「分かってるよ! 隼也が私をどれだけ好きなか。でも、好きの形はそれぞれ違うの。私は多分、愛の形はこのスーツケースよりも少ない、小さい鞄くらいが精一杯なの。でも、隼也はスーツケース分の愛を持っている。それはいいことだし、素敵だと思う! 私はその愛の形が重いの。じゃあ、私は行くね。さようなら」
彼女は外靴を履き、俺の方を振り向かず去った。
彼女は俺のところよりも、自分の愛の形が一緒な人と過ごすことを選んだ。
彼女はもう、前に進んでいた。
*
「なんでだよ。
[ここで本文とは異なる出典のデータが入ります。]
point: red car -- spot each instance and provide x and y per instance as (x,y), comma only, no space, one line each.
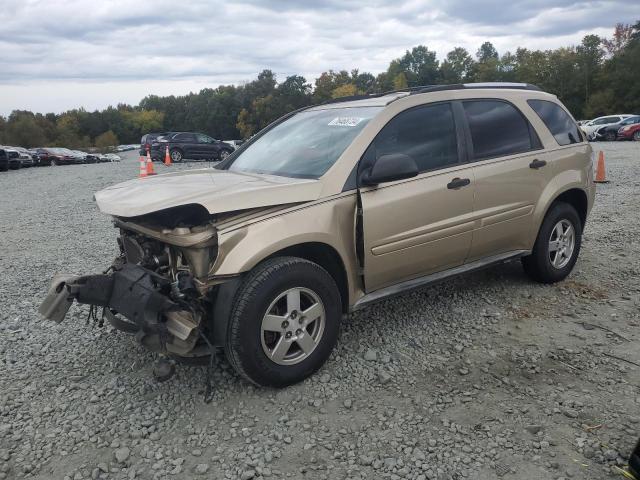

だから、もう愛さないって決めたのに。なんで、気になるかな。あああ」
俺は鳳凰さんとセックスをしたいのは本当だ。
でも、恋人にしたいのかと聞かれると、よく分からない。
同じ恋愛クズ同士で分かち合えることがあるのではないかと思ったのは本音。
あと、気になっているのも事実。
それでも、スーツケースほどの愛を持つ重さよりも軽い小さい鞄の方が今の俺らしい。
鳳凰さんにも嫌われてるし。
だけど、俺は鳳凰さんのことが……いやいや、ない。